14. The Full IMDb Hierarchy
15. The Representation Hierarchy
Each level fixes one limitation of the previous. BERT is the only method that has contextual representations — the same word gets different vectors depending on its surrounding words, solving polysemy.
16. Tools & Ecosystem
- HuggingFace Transformers: unified API for thousands of pre-trained models. AutoTokenizer, AutoModel, pipeline(), Trainer.
- Ollama: run quantized open-source LLMs locally (4-bit quantization). ollama run llama3. Privacy-preserving, no cloud costs.
- LangChain: compose LLM pipelines with standard invoke(input) → output interface. Chains prompt templates, LLMs, retrievers, tools.
- Vector DBs (FAISS, Pinecone, Chroma): fast approximate nearest-neighbor search for dense embeddings. Required for RAG retrieval.
17. Model Selection — 5 Questions
2. Latency/memory constraints? (TF-IDF = 1ms; BERT = 370ms CPU)

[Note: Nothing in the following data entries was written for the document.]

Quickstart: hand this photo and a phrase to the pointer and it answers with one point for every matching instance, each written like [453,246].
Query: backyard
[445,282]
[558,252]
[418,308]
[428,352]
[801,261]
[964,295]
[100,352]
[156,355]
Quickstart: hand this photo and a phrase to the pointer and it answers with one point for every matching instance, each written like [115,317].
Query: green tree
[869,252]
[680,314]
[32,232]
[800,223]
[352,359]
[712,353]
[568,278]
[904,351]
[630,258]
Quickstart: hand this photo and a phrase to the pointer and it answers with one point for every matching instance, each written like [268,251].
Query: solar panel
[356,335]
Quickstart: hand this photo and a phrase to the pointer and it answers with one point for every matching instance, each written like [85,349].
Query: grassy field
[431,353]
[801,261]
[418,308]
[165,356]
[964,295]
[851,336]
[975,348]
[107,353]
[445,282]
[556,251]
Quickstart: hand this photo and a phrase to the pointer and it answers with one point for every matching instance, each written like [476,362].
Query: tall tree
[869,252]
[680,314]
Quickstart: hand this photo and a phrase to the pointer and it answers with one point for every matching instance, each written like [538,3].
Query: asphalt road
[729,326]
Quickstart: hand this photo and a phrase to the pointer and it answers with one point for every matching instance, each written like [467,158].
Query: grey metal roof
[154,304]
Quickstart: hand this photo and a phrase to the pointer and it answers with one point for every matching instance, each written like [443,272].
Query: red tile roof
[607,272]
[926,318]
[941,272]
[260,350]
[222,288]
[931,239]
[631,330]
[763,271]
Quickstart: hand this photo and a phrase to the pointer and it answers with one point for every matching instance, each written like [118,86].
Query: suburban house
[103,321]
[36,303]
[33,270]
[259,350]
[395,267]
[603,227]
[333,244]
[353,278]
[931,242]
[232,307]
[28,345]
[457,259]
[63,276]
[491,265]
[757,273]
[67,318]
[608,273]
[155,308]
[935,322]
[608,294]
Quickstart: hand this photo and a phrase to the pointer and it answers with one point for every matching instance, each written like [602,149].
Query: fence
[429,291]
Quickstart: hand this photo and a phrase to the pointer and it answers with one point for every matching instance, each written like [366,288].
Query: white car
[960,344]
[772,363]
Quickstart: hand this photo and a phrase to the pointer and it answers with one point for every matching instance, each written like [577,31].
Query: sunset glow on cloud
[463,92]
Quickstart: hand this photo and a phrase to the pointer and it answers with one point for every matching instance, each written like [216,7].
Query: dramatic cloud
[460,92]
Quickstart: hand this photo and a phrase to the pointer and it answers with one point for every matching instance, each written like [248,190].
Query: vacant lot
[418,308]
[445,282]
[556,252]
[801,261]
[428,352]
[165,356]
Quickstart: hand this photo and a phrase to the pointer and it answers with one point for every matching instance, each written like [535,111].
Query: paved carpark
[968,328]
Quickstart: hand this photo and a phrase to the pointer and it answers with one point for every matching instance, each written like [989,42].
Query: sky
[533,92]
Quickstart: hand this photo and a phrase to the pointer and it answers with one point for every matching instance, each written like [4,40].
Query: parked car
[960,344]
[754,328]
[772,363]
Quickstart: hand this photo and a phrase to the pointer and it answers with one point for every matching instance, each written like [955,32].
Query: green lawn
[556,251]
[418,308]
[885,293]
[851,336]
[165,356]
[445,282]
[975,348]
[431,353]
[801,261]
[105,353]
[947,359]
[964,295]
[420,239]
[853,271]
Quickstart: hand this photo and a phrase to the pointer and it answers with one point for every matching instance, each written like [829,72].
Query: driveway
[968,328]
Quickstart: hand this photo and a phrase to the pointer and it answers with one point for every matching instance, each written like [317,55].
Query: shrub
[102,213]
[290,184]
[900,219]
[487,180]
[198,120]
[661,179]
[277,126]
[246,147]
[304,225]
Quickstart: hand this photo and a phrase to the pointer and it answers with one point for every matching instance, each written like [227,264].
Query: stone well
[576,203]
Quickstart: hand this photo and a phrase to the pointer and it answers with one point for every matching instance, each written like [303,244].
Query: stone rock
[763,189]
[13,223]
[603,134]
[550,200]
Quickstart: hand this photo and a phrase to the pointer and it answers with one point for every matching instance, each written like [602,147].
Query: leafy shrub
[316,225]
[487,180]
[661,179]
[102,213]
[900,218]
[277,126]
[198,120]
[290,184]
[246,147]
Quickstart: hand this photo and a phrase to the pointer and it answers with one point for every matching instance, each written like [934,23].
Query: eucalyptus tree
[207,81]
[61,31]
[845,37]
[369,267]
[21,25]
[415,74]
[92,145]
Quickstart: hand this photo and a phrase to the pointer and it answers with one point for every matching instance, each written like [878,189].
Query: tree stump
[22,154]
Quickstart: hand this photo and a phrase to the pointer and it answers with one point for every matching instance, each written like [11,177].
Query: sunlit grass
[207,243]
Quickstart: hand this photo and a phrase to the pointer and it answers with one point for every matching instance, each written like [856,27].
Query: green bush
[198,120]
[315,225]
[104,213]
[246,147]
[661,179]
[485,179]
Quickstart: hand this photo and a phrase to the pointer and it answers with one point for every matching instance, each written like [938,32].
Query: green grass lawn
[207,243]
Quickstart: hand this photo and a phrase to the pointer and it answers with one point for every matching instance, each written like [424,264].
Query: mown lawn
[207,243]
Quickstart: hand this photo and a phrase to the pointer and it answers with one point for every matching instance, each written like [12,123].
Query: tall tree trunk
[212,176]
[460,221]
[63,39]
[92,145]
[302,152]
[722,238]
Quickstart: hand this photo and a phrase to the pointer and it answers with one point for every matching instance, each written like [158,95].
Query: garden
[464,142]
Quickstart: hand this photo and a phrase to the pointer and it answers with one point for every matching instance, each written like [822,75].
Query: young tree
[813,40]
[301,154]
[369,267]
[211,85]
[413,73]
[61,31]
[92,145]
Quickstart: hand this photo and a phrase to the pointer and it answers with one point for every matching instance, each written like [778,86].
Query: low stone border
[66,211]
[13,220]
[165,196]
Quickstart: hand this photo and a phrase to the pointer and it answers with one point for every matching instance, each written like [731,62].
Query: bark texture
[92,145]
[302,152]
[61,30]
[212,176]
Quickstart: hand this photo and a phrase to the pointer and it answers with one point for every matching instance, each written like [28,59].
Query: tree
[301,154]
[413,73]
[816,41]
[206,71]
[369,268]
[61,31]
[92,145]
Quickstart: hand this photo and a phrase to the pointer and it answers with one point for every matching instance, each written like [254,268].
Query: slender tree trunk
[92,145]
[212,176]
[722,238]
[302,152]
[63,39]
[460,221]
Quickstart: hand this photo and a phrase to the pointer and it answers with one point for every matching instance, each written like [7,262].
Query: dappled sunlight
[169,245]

3. Is labeled fine-tuning data available?
4. Privacy / data residency requirements? (on-prem? Ollama?)
5. Compute budget for training + inference?
18. The Map That Does Not Expire
Understand why architectures work — the math behind attention, gradient flow, representation learning — not today's model names. Models change yearly; the underlying principles (information bottlenecks, optimization landscapes, inductive biases) are permanent.